D’un autre monde est avant tout l’histoire d’une famille les Kergalin que l’on suit sur plusieurs générations. Une famille installée entre Quimper et Douarnenez en Bretagne. Le livre s’ouvre juste avant 1914 et se poursuivra jusqu’à 2001. A travers les époques, la politique et le contexte social, l’arbre descendant de cette famille se déroule avec des personnages qui évoluent dans la vie comme tout à chacun.

A la manière d’une saga familiale, on retrouve les ingrédients amour, pouvoir et argent mais pas à la façon d’une série télé. Ce n’est pas une adaptation de Dallas à la bretonne ! Loin de là ! Pas de coups bas mais des personnages dont les caractères, les envies et les espoirs sont différents.

Au début de l’histoire, j’ai été surprise que dans cette famille, le père François rejetait le breton et voyait dans le français l’avenir. Renseignements pris auprès d’Yvon : l’éradication de la langue bretonne a commencé à la révolution française avec le devise « La république une et indivisible ».. Aussi, certains parents ne l’enseignaient plus à leurs enfants.
Ou alors il s’agissait des enfants qui refusaient car le breton représentait la langue des marins et des paysans.

Pour en revenir à nos moutons et à notre livre, il comporte des points forts mais aussi quelques points faibles.

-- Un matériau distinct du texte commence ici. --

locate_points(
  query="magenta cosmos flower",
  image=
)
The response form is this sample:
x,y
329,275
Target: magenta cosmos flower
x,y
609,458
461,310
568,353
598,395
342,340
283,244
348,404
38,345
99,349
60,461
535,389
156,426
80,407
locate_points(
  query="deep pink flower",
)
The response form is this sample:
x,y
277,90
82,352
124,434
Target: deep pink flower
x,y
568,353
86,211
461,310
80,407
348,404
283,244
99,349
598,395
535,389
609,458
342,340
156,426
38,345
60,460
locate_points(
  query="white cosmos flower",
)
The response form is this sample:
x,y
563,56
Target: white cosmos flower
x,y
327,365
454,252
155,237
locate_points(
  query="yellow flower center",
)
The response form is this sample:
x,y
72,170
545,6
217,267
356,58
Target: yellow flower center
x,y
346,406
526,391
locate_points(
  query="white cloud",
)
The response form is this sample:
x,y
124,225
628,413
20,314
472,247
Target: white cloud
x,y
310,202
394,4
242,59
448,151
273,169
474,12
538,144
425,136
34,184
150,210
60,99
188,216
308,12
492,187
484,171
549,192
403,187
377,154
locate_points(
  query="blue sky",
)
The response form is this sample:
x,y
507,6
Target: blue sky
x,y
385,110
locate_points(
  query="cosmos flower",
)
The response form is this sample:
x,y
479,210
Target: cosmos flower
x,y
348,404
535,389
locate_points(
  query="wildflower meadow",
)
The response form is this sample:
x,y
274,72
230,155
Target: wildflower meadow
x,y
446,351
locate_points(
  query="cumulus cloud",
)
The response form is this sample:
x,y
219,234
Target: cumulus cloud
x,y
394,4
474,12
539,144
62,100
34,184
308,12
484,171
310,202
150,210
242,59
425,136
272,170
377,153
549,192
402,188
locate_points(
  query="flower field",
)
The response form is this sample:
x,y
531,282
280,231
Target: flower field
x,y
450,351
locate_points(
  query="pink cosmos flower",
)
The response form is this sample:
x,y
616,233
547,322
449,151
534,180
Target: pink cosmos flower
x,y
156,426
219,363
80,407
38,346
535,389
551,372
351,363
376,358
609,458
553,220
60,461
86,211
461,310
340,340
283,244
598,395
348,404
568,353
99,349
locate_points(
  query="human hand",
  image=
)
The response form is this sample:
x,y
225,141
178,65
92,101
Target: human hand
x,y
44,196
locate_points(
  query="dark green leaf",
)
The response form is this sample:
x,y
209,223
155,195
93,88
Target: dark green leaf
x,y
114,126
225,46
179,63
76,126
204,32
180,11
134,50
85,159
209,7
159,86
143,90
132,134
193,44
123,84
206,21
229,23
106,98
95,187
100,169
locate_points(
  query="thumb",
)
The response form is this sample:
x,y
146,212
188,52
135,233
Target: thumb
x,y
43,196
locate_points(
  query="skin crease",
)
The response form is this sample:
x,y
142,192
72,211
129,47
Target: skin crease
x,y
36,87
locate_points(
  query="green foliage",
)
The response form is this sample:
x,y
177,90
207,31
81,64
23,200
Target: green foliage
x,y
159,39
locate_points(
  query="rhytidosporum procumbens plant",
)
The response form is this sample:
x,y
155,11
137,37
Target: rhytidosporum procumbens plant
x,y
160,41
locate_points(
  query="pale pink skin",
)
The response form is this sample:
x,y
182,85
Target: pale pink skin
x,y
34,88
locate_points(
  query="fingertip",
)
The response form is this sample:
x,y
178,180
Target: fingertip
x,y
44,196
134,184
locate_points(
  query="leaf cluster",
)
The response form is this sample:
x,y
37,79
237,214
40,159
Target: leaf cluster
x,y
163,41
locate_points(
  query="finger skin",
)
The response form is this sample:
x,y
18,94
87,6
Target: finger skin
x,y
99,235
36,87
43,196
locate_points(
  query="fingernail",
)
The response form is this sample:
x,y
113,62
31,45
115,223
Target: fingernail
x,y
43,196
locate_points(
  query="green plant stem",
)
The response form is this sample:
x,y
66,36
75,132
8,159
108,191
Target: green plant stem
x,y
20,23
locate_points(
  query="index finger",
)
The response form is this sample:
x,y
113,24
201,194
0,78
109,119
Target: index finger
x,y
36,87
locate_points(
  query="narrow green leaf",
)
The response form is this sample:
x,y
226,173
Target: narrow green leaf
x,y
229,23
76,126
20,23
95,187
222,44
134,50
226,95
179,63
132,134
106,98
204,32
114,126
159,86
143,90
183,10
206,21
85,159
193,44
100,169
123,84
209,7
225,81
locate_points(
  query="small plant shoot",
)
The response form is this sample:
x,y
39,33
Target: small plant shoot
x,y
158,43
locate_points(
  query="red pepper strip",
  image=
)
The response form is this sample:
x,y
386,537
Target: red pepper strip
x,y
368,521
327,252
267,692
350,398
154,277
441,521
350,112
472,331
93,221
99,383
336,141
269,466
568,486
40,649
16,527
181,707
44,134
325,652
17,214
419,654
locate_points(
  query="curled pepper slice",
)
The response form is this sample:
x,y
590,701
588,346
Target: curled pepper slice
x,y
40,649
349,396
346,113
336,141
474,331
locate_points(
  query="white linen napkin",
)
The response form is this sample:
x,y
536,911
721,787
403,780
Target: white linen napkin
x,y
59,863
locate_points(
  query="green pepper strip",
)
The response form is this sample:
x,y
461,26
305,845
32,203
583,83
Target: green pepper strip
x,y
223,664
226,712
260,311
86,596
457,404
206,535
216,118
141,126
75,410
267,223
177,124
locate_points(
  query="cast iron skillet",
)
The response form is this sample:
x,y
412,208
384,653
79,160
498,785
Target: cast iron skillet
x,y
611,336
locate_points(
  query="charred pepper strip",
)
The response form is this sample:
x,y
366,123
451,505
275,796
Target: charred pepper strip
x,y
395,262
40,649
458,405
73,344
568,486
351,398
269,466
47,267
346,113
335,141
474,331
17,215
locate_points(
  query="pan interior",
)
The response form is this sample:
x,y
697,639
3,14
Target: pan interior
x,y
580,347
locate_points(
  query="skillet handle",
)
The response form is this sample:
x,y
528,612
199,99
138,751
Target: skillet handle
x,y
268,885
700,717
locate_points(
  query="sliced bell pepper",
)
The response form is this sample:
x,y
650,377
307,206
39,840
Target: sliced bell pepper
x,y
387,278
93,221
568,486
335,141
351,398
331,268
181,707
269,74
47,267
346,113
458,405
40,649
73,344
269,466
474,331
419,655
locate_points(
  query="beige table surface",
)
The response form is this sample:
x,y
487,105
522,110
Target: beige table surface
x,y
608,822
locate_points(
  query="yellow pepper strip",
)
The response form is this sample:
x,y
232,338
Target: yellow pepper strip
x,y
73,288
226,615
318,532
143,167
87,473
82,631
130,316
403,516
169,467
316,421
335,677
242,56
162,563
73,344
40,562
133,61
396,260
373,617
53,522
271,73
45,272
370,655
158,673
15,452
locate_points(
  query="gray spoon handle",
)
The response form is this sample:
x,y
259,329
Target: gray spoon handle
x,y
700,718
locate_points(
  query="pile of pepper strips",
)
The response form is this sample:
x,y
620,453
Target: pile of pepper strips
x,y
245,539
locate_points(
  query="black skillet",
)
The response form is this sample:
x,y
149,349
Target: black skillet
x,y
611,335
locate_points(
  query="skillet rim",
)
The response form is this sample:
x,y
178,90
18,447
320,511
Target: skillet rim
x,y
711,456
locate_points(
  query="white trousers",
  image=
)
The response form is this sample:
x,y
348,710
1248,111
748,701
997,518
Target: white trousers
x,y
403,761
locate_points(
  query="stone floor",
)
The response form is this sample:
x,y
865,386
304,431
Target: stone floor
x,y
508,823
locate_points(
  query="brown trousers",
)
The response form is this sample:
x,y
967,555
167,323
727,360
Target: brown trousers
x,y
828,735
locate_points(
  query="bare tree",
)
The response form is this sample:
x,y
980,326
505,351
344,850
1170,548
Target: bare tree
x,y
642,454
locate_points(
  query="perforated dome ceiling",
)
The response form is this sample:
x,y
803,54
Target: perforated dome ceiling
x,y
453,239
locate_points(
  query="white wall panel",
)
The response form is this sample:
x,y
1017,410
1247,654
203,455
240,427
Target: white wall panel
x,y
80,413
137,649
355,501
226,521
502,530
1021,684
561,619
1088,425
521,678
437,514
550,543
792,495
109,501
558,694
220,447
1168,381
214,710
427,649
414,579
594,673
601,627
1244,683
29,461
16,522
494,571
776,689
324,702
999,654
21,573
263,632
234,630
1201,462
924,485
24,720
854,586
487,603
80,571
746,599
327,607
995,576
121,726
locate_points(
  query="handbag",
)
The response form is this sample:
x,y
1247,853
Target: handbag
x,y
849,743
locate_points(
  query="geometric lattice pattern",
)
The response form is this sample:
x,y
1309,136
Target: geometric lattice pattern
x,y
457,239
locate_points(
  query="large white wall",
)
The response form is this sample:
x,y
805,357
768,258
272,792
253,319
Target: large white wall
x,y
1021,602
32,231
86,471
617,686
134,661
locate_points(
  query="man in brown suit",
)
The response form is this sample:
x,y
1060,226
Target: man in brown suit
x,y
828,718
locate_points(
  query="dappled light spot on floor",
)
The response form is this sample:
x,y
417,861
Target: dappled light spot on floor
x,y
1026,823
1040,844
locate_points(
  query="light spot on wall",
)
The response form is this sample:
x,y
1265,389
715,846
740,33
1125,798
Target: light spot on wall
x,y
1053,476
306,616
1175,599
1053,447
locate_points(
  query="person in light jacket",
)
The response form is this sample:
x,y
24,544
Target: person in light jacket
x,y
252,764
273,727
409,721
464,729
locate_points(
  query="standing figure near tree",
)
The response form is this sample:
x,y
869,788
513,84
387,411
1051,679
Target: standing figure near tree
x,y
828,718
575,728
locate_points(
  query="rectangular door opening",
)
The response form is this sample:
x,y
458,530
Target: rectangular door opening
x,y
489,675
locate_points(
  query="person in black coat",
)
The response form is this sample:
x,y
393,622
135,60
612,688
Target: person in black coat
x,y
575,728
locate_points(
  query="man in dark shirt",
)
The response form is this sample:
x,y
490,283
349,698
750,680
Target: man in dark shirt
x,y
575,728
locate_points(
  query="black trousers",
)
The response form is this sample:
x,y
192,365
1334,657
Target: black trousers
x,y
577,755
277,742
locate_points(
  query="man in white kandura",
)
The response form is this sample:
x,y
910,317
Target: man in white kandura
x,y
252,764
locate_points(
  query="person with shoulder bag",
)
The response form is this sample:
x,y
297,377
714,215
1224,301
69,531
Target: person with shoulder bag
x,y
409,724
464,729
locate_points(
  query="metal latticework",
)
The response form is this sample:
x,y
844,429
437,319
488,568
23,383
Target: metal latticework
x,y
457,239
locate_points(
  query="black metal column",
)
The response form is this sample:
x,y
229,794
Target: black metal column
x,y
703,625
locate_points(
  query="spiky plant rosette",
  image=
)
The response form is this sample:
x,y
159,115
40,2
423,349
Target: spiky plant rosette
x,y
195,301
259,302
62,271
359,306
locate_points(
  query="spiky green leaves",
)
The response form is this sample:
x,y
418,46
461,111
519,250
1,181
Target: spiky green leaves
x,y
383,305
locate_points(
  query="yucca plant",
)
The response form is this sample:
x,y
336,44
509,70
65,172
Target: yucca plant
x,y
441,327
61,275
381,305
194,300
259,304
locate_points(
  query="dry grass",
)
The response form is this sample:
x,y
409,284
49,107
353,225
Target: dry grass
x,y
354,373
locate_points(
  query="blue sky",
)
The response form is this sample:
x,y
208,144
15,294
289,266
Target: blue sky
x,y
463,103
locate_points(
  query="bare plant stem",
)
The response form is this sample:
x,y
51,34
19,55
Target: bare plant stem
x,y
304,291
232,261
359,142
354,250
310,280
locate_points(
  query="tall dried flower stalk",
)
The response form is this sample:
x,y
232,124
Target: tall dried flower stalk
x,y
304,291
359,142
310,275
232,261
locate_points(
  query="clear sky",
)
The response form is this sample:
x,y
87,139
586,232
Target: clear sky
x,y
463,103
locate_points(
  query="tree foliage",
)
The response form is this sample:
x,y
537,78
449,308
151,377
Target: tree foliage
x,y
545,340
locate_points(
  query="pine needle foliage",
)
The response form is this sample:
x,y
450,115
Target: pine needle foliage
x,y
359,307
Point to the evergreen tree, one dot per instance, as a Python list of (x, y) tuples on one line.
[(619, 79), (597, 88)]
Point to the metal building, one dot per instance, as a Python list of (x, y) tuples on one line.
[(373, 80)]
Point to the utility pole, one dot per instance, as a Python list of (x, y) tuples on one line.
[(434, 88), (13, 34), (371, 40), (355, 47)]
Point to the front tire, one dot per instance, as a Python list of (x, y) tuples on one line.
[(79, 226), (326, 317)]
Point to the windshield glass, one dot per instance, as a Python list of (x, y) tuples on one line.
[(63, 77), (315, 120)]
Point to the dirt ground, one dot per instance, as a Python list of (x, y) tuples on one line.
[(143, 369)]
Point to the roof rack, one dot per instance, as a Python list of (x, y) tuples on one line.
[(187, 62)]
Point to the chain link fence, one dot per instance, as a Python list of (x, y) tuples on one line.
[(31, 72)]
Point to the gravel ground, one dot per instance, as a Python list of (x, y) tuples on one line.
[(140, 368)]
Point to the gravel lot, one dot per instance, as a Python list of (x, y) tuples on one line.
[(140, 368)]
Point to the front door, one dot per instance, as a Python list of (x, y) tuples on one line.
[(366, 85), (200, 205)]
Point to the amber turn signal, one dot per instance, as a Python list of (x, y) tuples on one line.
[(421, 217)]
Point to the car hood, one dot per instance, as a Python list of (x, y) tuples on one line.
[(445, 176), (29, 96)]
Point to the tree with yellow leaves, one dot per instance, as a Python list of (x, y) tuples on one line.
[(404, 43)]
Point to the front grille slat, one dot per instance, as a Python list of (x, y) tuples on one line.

Ce livre s’inscrit dans l’Histoire et nos Kergalin vont connaître les deux guerres mondiales mais aussi mai 68. Et tout est très bien détaillé. L’horreur et les tranchées de la guerre 14-18 avec des soldats envoyés en première ligne pour se faire massacrer. La seconde guerre mondiale avec les résistants et la collaboration. Puis, la guerre d’Algérie et mai 68.

Les changements économiques comme par exemple l’évolution de l’agriculture et les contextes sociaux de chaque période sont présents. On retrouve également des grandes lignes de l’histoire de la Bretagne et l’émergence de la psychanalyse et de Freud. Rien n’est laissé au hasard !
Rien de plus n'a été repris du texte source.